10 Southern Classic Rock Legends That Defy The Laws Of Age
Gary Rossington - News4JAX / Youtube
When somebody says Southern rock, most people point back to 1969 where the Allman Brothers Band supposedly started it all. While the origin of the genre is still a debatable topic today, nobody can contest the pioneers that proliferated its spread throughout the years. Here are some of our favorite Southern rockers who continue to dish their good old brand of pride to the present day.
Bruce Hornsby’s work with The Range featured a mix of jazz, rock, and bluegrass, pioneering the “Virginia sound”, named after Hornsby’s hometown. Hornsby’s latest album, Absolute Zero, was released in 2019 and features collaborations with various artists.
Doug Gray was born in Spartanburg, California, and was awakened at a young age to a world of music. After serving in the Vietnam War, Gray formed the Marshall Tucker Band with the Caldwell brothers and Jerry Eubanks.
Jim “Dandy” Mangrum
Frontman Jim “Dandy” Mangrum singlehandedly established the notorious stage presence of Black Oak Arkansas. He is most remembered for his washboard antics which became a part of his onstage routine.
While the Dixie Dregs are strictly instrumentalists, they prove that no vocals are needed with their eclectic mix of rock, jazz, classical, country, and progressive music. Steve Morse is the founder of the band and is also the lead guitarist of Deep Purple since 1994.
Originally a standalone country singer-songwriter, Henry Paul joined Outlaws, which was made up of members from the previous band, Sienna. While not as huge as their counterparts like Lynyrd Skynyrd, the Outlaws opened shows for them and had a string of successful releases, represented by singles like “Green Grass and High Tides” and “There Goes Another Love Song”. He left the group to form the Henry Paul Band in 1978 but came back to the Outlaws in 1983.
Dan Baird formed one of the more obscure and underrated Southern rock acts, The Georgia Satellites.
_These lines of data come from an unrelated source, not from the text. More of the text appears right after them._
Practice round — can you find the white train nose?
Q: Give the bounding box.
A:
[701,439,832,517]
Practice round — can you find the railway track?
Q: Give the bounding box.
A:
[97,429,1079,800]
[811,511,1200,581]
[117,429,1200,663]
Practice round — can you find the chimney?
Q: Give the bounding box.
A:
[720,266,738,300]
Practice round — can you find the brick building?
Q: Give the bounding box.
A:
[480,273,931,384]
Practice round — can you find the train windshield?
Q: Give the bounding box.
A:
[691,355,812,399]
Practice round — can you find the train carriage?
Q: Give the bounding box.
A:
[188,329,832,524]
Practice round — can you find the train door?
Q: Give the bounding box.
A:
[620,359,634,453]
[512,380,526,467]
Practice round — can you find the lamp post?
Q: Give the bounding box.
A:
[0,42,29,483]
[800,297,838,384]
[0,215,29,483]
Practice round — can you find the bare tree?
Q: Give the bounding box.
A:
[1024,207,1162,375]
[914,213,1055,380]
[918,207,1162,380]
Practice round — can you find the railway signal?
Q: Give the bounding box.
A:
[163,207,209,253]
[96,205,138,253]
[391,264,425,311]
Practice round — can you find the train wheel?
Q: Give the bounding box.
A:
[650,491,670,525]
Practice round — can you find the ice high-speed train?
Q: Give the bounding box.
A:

Founded in 1980, he left the band ten years later to pursue a solo career.
An offspring of David Hood, an esteemed Muscle Shoals Rhythm Section bassist, Patterson Hood co-founded Georgia-based band, Drive-By Truckers, in 1996. Hood has been instrumental in keeping the Southern pride alive along with his bandmates.
The Alabama-born Jimmy Hall founded Wet Willie in 1970 with his brother Jack Hall. The band was unique thanks to its soulful feel via the saxophone of Jimmy, producing Billboard singles like it was nobody’s business.
Dickey Betts became the counterweight to Duane Allman’s guitar during their time together in the Allman Brothers Band. He has left the group since 2000, however, continuing a solo career that began in the ’70s.
Gary Rossington was high school friends with the other founding members of Lynyrd Skynyrd, where he continues the band’s legacy as the last surviving original member. He is also a founding member of the Rossington Collins band, which he formed with former bandmate Allen Collins.